The news comes at a time when e-commerce is trying to weather the recession as consumer spending drops and budgets are cut.
As a result, the dip in customer satisfaction threatens to smother an online retail recovery just as the rest of the economy shows signs of marginal improvement, according to authors of the report.
"Online retailers picked a bad time to drop the ball, and if they don't shore up customer satisfaction, things could get even more bleak," Larry Freed, report author and CEO of ForeSee Results, told InternetNews.com. "Revenue will tell you a lot about past performance, and by that measure, things don't look great." Recent studies indicated that e-commerce sales showed flat growth during first quarter, compared to last year.

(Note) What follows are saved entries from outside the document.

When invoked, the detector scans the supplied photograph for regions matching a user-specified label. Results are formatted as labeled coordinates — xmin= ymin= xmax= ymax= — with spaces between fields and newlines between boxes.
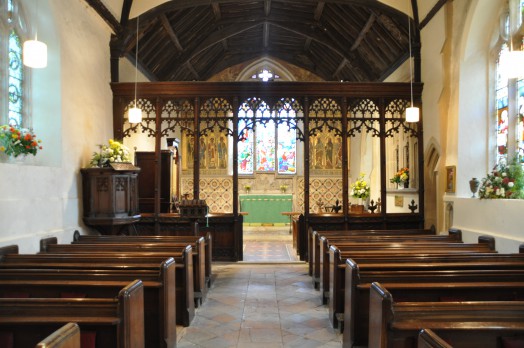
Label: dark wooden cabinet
xmin=80 ymin=166 xmax=140 ymax=235
xmin=135 ymin=151 xmax=173 ymax=213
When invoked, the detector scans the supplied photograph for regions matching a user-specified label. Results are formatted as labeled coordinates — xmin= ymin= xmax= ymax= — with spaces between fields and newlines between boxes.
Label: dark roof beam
xmin=264 ymin=0 xmax=271 ymax=16
xmin=166 ymin=22 xmax=262 ymax=79
xmin=313 ymin=2 xmax=325 ymax=21
xmin=160 ymin=14 xmax=184 ymax=51
xmin=350 ymin=13 xmax=375 ymax=51
xmin=333 ymin=58 xmax=348 ymax=79
xmin=186 ymin=61 xmax=201 ymax=80
xmin=263 ymin=22 xmax=270 ymax=48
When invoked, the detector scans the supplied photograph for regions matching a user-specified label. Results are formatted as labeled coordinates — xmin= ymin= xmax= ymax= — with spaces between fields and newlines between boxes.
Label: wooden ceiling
xmin=108 ymin=0 xmax=415 ymax=82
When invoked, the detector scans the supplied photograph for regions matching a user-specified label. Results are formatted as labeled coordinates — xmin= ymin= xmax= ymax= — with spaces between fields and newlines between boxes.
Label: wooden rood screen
xmin=111 ymin=81 xmax=424 ymax=260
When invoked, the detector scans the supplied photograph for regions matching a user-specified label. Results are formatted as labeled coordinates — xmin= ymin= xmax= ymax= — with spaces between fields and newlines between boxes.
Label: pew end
xmin=35 ymin=322 xmax=80 ymax=348
xmin=418 ymin=329 xmax=452 ymax=348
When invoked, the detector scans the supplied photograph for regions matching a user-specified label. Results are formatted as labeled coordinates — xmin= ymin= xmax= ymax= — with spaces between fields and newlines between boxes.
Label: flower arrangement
xmin=89 ymin=139 xmax=131 ymax=167
xmin=390 ymin=167 xmax=409 ymax=184
xmin=244 ymin=184 xmax=251 ymax=193
xmin=0 ymin=125 xmax=42 ymax=157
xmin=280 ymin=184 xmax=288 ymax=193
xmin=350 ymin=173 xmax=370 ymax=198
xmin=478 ymin=160 xmax=524 ymax=199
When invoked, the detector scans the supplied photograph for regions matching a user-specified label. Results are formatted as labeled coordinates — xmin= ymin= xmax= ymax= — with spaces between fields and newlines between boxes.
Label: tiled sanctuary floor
xmin=177 ymin=263 xmax=342 ymax=347
xmin=176 ymin=226 xmax=342 ymax=347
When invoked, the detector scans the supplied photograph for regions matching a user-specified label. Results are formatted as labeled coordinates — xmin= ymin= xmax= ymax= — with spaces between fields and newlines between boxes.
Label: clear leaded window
xmin=497 ymin=43 xmax=509 ymax=163
xmin=495 ymin=2 xmax=524 ymax=165
xmin=8 ymin=29 xmax=23 ymax=127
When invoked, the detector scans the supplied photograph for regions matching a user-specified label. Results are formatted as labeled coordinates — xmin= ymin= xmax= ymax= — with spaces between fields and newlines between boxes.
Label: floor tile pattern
xmin=177 ymin=263 xmax=342 ymax=347
xmin=243 ymin=242 xmax=300 ymax=262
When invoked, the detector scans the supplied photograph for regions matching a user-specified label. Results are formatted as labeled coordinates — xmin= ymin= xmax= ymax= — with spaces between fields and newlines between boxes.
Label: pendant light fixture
xmin=128 ymin=16 xmax=142 ymax=124
xmin=406 ymin=13 xmax=419 ymax=123
xmin=23 ymin=0 xmax=47 ymax=68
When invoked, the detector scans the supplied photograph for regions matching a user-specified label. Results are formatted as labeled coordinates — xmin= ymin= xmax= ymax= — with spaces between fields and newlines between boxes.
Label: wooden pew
xmin=316 ymin=230 xmax=463 ymax=294
xmin=38 ymin=239 xmax=196 ymax=324
xmin=0 ymin=280 xmax=144 ymax=348
xmin=323 ymin=236 xmax=494 ymax=307
xmin=0 ymin=247 xmax=178 ymax=347
xmin=368 ymin=282 xmax=524 ymax=348
xmin=418 ymin=329 xmax=453 ymax=348
xmin=75 ymin=233 xmax=213 ymax=288
xmin=35 ymin=323 xmax=80 ymax=348
xmin=308 ymin=227 xmax=437 ymax=277
xmin=71 ymin=235 xmax=208 ymax=303
xmin=343 ymin=259 xmax=524 ymax=347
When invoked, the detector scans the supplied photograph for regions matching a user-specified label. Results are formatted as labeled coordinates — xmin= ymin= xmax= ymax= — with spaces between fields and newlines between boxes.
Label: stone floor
xmin=176 ymin=225 xmax=342 ymax=347
xmin=177 ymin=263 xmax=342 ymax=347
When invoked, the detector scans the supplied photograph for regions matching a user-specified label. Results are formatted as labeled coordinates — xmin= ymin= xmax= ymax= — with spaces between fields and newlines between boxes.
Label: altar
xmin=239 ymin=194 xmax=293 ymax=224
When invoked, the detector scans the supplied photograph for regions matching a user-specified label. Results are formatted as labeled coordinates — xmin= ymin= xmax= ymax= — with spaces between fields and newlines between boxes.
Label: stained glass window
xmin=518 ymin=79 xmax=524 ymax=163
xmin=277 ymin=124 xmax=296 ymax=174
xmin=238 ymin=119 xmax=254 ymax=174
xmin=8 ymin=29 xmax=23 ymax=127
xmin=497 ymin=44 xmax=509 ymax=164
xmin=521 ymin=1 xmax=524 ymax=24
xmin=255 ymin=122 xmax=276 ymax=171
xmin=238 ymin=103 xmax=297 ymax=175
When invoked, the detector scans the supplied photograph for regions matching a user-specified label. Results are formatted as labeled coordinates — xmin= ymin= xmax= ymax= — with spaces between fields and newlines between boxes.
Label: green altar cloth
xmin=239 ymin=194 xmax=293 ymax=224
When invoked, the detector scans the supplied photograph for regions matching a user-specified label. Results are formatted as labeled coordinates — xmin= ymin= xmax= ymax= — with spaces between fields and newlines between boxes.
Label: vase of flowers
xmin=244 ymin=184 xmax=251 ymax=194
xmin=478 ymin=159 xmax=524 ymax=199
xmin=280 ymin=184 xmax=288 ymax=193
xmin=0 ymin=125 xmax=42 ymax=159
xmin=390 ymin=167 xmax=409 ymax=189
xmin=350 ymin=173 xmax=370 ymax=213
xmin=89 ymin=139 xmax=131 ymax=167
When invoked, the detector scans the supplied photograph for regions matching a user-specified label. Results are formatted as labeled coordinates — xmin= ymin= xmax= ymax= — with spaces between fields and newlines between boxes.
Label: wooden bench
xmin=418 ymin=329 xmax=453 ymax=348
xmin=0 ymin=256 xmax=177 ymax=347
xmin=0 ymin=279 xmax=144 ymax=348
xmin=316 ymin=230 xmax=464 ymax=293
xmin=75 ymin=233 xmax=213 ymax=288
xmin=308 ymin=227 xmax=437 ymax=277
xmin=0 ymin=245 xmax=178 ymax=347
xmin=323 ymin=236 xmax=495 ymax=307
xmin=35 ymin=322 xmax=80 ymax=348
xmin=37 ymin=240 xmax=196 ymax=324
xmin=343 ymin=259 xmax=524 ymax=347
xmin=70 ymin=235 xmax=209 ymax=303
xmin=368 ymin=282 xmax=524 ymax=348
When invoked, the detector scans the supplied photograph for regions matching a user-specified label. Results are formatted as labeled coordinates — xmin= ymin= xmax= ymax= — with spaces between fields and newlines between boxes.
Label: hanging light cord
xmin=134 ymin=16 xmax=139 ymax=108
xmin=408 ymin=14 xmax=414 ymax=108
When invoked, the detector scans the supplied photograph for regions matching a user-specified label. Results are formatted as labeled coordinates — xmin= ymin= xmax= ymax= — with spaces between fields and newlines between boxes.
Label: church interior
xmin=1 ymin=0 xmax=524 ymax=347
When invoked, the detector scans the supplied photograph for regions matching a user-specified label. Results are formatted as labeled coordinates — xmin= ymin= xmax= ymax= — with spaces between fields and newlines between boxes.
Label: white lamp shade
xmin=23 ymin=40 xmax=47 ymax=68
xmin=406 ymin=106 xmax=420 ymax=122
xmin=128 ymin=107 xmax=143 ymax=123
xmin=502 ymin=50 xmax=524 ymax=78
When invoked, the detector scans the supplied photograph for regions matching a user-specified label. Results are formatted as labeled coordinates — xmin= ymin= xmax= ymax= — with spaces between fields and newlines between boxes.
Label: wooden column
xmin=341 ymin=97 xmax=349 ymax=219
xmin=232 ymin=97 xmax=239 ymax=217
xmin=193 ymin=97 xmax=200 ymax=200
xmin=154 ymin=97 xmax=162 ymax=234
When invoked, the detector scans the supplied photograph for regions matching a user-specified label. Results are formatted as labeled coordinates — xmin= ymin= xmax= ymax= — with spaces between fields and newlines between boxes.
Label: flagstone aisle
xmin=176 ymin=263 xmax=342 ymax=347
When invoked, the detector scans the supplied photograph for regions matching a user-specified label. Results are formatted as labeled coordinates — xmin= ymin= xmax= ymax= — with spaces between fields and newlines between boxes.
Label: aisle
xmin=177 ymin=263 xmax=342 ymax=347
xmin=243 ymin=225 xmax=300 ymax=262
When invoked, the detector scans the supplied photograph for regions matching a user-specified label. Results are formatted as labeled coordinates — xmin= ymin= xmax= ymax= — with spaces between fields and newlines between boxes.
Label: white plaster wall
xmin=420 ymin=9 xmax=445 ymax=153
xmin=446 ymin=197 xmax=524 ymax=253
xmin=0 ymin=0 xmax=114 ymax=253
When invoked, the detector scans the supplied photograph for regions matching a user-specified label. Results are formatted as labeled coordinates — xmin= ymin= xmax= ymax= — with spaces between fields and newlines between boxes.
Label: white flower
xmin=508 ymin=182 xmax=515 ymax=188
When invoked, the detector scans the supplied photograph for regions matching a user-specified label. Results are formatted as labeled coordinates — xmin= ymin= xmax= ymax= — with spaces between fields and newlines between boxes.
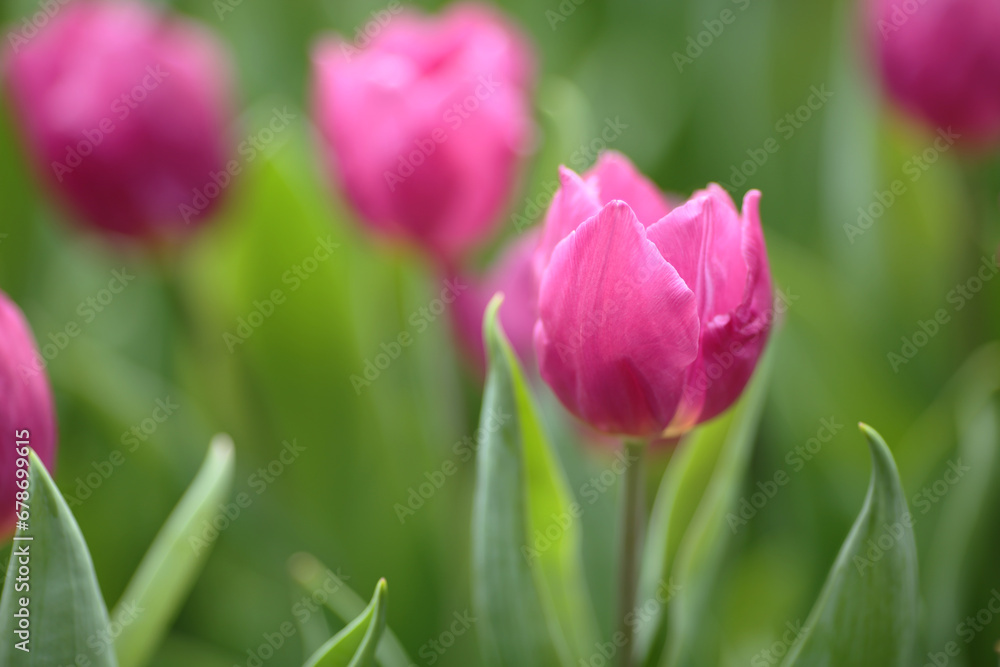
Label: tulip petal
xmin=648 ymin=189 xmax=773 ymax=431
xmin=588 ymin=151 xmax=673 ymax=227
xmin=535 ymin=201 xmax=700 ymax=437
xmin=533 ymin=166 xmax=602 ymax=282
xmin=645 ymin=184 xmax=746 ymax=323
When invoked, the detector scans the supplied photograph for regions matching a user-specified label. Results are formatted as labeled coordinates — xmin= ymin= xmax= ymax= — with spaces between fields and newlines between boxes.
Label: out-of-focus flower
xmin=3 ymin=1 xmax=235 ymax=241
xmin=0 ymin=290 xmax=57 ymax=536
xmin=452 ymin=229 xmax=539 ymax=371
xmin=533 ymin=152 xmax=773 ymax=439
xmin=311 ymin=3 xmax=534 ymax=265
xmin=869 ymin=0 xmax=1000 ymax=146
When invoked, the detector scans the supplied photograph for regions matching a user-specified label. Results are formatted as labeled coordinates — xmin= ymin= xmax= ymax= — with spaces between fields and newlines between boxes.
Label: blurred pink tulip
xmin=452 ymin=229 xmax=539 ymax=371
xmin=534 ymin=152 xmax=773 ymax=439
xmin=869 ymin=0 xmax=1000 ymax=146
xmin=311 ymin=3 xmax=534 ymax=264
xmin=0 ymin=290 xmax=57 ymax=536
xmin=3 ymin=1 xmax=235 ymax=241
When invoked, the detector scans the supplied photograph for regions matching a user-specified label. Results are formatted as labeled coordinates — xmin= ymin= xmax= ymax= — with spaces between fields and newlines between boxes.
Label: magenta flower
xmin=3 ymin=1 xmax=235 ymax=241
xmin=0 ymin=291 xmax=57 ymax=536
xmin=311 ymin=3 xmax=534 ymax=264
xmin=533 ymin=152 xmax=773 ymax=439
xmin=452 ymin=229 xmax=539 ymax=371
xmin=869 ymin=0 xmax=1000 ymax=146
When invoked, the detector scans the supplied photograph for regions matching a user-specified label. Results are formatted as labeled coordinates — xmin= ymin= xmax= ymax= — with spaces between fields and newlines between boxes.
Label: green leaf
xmin=0 ymin=450 xmax=117 ymax=665
xmin=472 ymin=295 xmax=595 ymax=667
xmin=780 ymin=424 xmax=919 ymax=667
xmin=637 ymin=346 xmax=773 ymax=667
xmin=288 ymin=552 xmax=413 ymax=667
xmin=112 ymin=434 xmax=235 ymax=667
xmin=303 ymin=579 xmax=388 ymax=667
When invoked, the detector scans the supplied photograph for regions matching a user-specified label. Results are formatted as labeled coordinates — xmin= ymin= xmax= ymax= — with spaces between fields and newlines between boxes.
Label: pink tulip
xmin=0 ymin=291 xmax=57 ymax=536
xmin=452 ymin=229 xmax=539 ymax=371
xmin=3 ymin=1 xmax=235 ymax=241
xmin=534 ymin=152 xmax=773 ymax=439
xmin=869 ymin=0 xmax=1000 ymax=146
xmin=311 ymin=3 xmax=534 ymax=264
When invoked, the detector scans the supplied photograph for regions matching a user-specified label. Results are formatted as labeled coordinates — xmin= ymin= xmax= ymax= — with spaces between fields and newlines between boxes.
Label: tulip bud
xmin=311 ymin=3 xmax=535 ymax=264
xmin=533 ymin=152 xmax=774 ymax=439
xmin=869 ymin=0 xmax=1000 ymax=146
xmin=0 ymin=290 xmax=58 ymax=536
xmin=3 ymin=1 xmax=235 ymax=241
xmin=452 ymin=230 xmax=539 ymax=371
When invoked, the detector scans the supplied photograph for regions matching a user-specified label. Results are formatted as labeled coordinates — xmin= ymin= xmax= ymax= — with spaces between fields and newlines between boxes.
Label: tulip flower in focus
xmin=0 ymin=290 xmax=57 ymax=536
xmin=869 ymin=0 xmax=1000 ymax=146
xmin=533 ymin=152 xmax=773 ymax=439
xmin=3 ymin=1 xmax=235 ymax=241
xmin=452 ymin=230 xmax=539 ymax=371
xmin=311 ymin=3 xmax=534 ymax=265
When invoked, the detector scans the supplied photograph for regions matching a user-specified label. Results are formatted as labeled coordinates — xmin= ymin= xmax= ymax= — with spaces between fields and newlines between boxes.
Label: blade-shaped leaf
xmin=0 ymin=450 xmax=117 ymax=665
xmin=288 ymin=552 xmax=413 ymax=667
xmin=637 ymin=346 xmax=773 ymax=667
xmin=781 ymin=424 xmax=919 ymax=667
xmin=472 ymin=295 xmax=594 ymax=667
xmin=303 ymin=579 xmax=387 ymax=667
xmin=113 ymin=434 xmax=235 ymax=667
xmin=664 ymin=348 xmax=773 ymax=667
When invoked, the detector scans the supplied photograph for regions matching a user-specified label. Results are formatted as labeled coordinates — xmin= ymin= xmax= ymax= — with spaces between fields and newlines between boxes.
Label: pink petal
xmin=534 ymin=201 xmax=700 ymax=437
xmin=645 ymin=183 xmax=747 ymax=323
xmin=532 ymin=166 xmax=602 ymax=282
xmin=588 ymin=151 xmax=673 ymax=226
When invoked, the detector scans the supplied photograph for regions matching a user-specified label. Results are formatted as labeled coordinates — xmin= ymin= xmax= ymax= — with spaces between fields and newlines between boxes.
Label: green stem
xmin=618 ymin=439 xmax=647 ymax=667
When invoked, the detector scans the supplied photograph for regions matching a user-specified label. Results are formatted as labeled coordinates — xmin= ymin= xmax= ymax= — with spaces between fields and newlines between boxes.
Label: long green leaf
xmin=471 ymin=295 xmax=578 ymax=667
xmin=303 ymin=579 xmax=387 ymax=667
xmin=636 ymin=346 xmax=773 ymax=667
xmin=780 ymin=424 xmax=919 ymax=667
xmin=113 ymin=434 xmax=235 ymax=667
xmin=663 ymin=348 xmax=773 ymax=667
xmin=288 ymin=552 xmax=413 ymax=667
xmin=0 ymin=450 xmax=117 ymax=665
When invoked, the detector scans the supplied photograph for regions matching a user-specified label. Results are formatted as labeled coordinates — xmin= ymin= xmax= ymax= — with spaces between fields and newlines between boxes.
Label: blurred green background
xmin=1 ymin=0 xmax=1000 ymax=665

"But customer satisfaction will tell us a lot about what's ahead, and more companies are losing ground," Freed added. "That's a real canary in a coal mine for future sales online and offline, loyalty, retention, and return visits."
Winners and losers
The findings could prove especially critical for computer and electronics retailers, for whom online customer satisfaction is often critical: a highly satisfied Web site visitor is 33 percent more likely to purchase offline and 68 percent more likely to purchase online, according to the study.
It also shows that a one-point increase in online customer satisfaction translates roughly to a 9-percent increase in revenue for a top 100 e-retailer in the firm's study.
Online retail stalwarts Netflix (NASDAQ: NFLX) and Amazon (NASDAQ: AMZN) led all e-retailers for a fifth year in a row, with scores of 85 and 84, respectively -- showing that it is possible to succeed despite tough times.
The largest improvements go to Kohls.com, with 6 percent year-over-year increase to 76; Costco, with a 3 percent since last year and 6 percent since 2005. Eight other companies improved 3 percent.
[cob:Special_Report]Among apparel and accessories retailers, L.L. Bean, Talbot's and Zappos topped the list.
Yet the report also found that only 16 of the top 100 e-retailers improved, while over half declined. Even Apple.com got knocked from its throne, sliding nearly 6 percent to 75 and now trailing Dell.com, TigerDirect.com and HPShopping.com.
"Apple used to have a much more targeted audience, but with the iPod and iPhone, its consumer base has broadened, which is a great thing from a business perspective, but it also brings in a lot of shoppers who may not be Apple computer users, so it means they have to approach things a bit differently," Freed said.
"What we're seeing is that price is more important to consumers over the last six months than it has been in seven years, and Apple is never going to win on price, so it's even more important for them to provide satisfaction."
Other notable declines include CVS.com, down 8 percent to 71, trailing Walgreens and Drugstore.com; NeimanMarcus.com, down 7 percent to 70; and Willams-Sonoma.com, down 6.4 percent to 73.